Lord Robert laughed a short, humorless laugh and said, “It’s just this sort of thing that makes the villagers hate you.”
“I know,” Virginia answered, and said nothing more. Lord Robert silently chided himself. He had let something slip through his fingers, he was sure of it. After a while he turned to apologize, feeling sincerely guilty for his words—but Virginia was asleep.
The laird did not sleep well that night.
* * *
Dusk had fallen when Nicolas and Maggie rode into the city of Pravik and wound their way through the narrow streets. The black waters of the Vltava River cut through a ravine in the center of the city, dividing level streets from those that rose up the sides of a high plateau, crowned by the dark aspect of Pravik Castle. Fifteen bridges spanned the river, their lamps glinting off the water far below. The dark shapes of mountains and foothills stood sentinel beyond the city.

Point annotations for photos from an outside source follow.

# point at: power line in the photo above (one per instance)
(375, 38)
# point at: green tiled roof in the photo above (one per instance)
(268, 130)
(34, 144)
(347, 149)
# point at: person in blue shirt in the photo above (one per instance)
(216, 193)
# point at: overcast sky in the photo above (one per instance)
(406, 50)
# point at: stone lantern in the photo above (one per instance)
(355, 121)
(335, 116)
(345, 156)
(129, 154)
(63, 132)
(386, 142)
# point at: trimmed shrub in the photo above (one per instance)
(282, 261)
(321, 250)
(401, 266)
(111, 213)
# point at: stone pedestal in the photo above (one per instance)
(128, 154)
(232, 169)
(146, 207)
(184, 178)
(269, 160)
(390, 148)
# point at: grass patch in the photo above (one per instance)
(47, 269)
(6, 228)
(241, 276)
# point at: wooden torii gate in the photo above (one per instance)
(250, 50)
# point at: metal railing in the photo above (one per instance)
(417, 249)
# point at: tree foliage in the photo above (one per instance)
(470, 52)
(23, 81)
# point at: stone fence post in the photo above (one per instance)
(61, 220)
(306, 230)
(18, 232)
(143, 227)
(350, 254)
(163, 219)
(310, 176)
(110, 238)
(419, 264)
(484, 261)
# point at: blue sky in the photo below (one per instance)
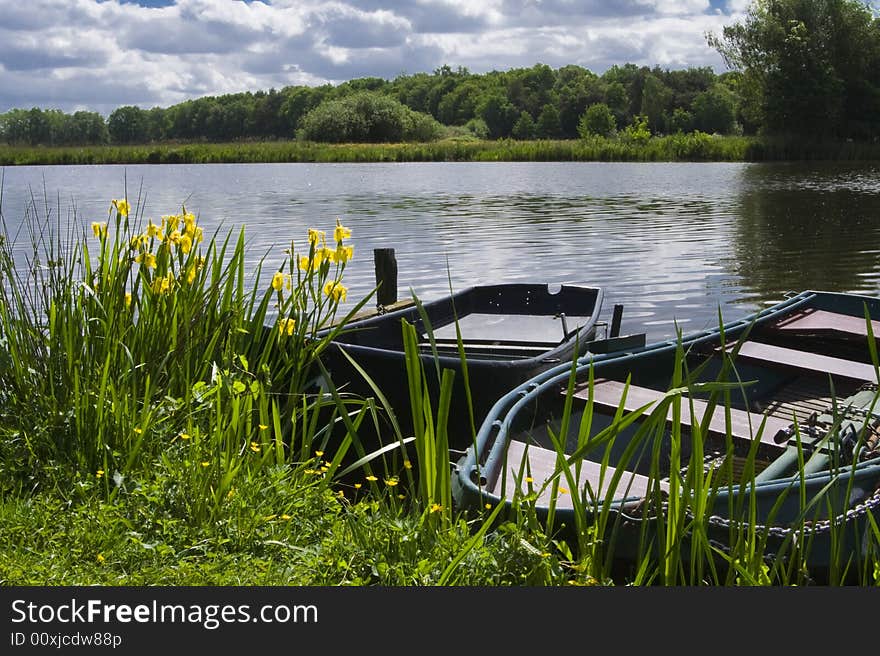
(101, 54)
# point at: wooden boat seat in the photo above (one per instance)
(542, 466)
(803, 360)
(812, 321)
(744, 425)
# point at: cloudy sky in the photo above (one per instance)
(101, 54)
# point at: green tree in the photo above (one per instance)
(498, 114)
(681, 121)
(656, 102)
(366, 117)
(714, 110)
(524, 128)
(597, 120)
(809, 67)
(548, 125)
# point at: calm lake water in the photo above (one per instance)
(673, 242)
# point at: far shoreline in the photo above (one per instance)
(692, 147)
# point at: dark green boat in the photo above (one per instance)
(509, 333)
(775, 416)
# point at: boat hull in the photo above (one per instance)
(750, 403)
(509, 332)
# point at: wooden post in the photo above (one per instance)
(615, 320)
(386, 276)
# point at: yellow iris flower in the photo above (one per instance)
(122, 206)
(341, 232)
(286, 326)
(335, 290)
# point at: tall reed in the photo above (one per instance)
(134, 342)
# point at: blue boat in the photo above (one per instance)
(775, 416)
(509, 333)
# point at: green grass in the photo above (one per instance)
(679, 147)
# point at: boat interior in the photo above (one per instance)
(811, 368)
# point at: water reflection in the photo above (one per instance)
(675, 243)
(802, 227)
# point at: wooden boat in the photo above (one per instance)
(509, 333)
(781, 407)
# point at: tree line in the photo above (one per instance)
(800, 67)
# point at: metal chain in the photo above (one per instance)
(810, 528)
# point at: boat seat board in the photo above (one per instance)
(804, 360)
(485, 328)
(607, 395)
(542, 466)
(823, 321)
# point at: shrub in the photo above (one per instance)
(367, 117)
(597, 120)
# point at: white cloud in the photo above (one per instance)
(99, 55)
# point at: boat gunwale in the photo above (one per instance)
(570, 344)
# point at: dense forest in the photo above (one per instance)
(798, 67)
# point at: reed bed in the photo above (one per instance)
(695, 147)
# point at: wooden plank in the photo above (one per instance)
(805, 361)
(542, 466)
(607, 394)
(822, 321)
(385, 263)
(369, 314)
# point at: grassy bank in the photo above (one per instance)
(160, 424)
(687, 147)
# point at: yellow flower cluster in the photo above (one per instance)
(163, 284)
(122, 207)
(280, 280)
(286, 326)
(335, 290)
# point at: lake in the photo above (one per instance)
(673, 242)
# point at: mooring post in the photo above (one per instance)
(615, 320)
(386, 276)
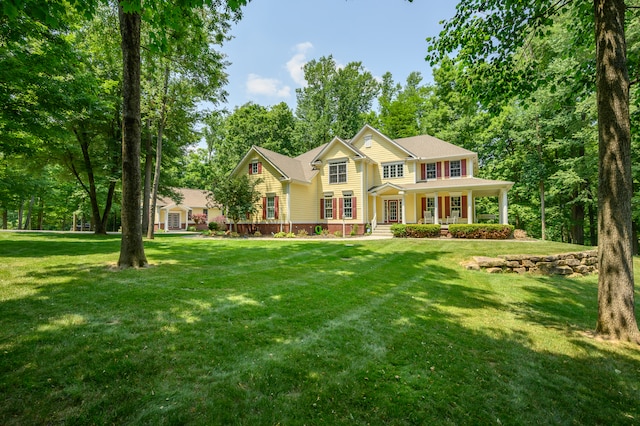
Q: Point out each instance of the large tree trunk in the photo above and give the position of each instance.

The streets were still and empty, and the step of the horses beat hollowly on the cobblestones. The air was uneasy; it whispered in Nicolas’s ears and twitched in the horses’ tails. Maggie leaned over and stroked Nancy’s neck just before they stepped onto the Guardian Bridge, a silent archway lined with white marble statues.
Nicolas pointed up the steep hill on the other side of the bridge, to the place high on the plateau where torchlight glistened and the milling silhouettes of a body of people could just be made out.
“That’s Pravik Castle,” he said. “Looks like something’s happening up there.”
Maggie squinted into the darkness at the shadowy bulk of the castle. Nancy stamped nervously, and Nicolas said, “Let’s go see. Come on!”
Maggie followed Nicolas onto the bridge, where the strange white figures held out their hands in silent pleas. The lamplight on the bridge flickered off the statues’ empty eyes and lit the sides of the ravine, carved deep and narrow by centuries of water. Halfway across the bridge, the sounds of unrest from the crowd around the castle began to mingle with the rushing spray of the river. Nicolas spurred his horse on faster.
They rode up the streets until they reached the edge of the crowd. There were hundreds of men gathered around the gates of the castle: merchants and university students, chimney sweeps and lamplighters. They carried weapons, such as they had. On the other side of the gates, half-hidden by the shadows, stood row after row of High Police, the ends of their spears shining in the torchlight. Their swords, long and sharp, rested in black scabbards. The soldiers were as silent and unmoving as the statues on the bridge, but their eyes glistened with threats.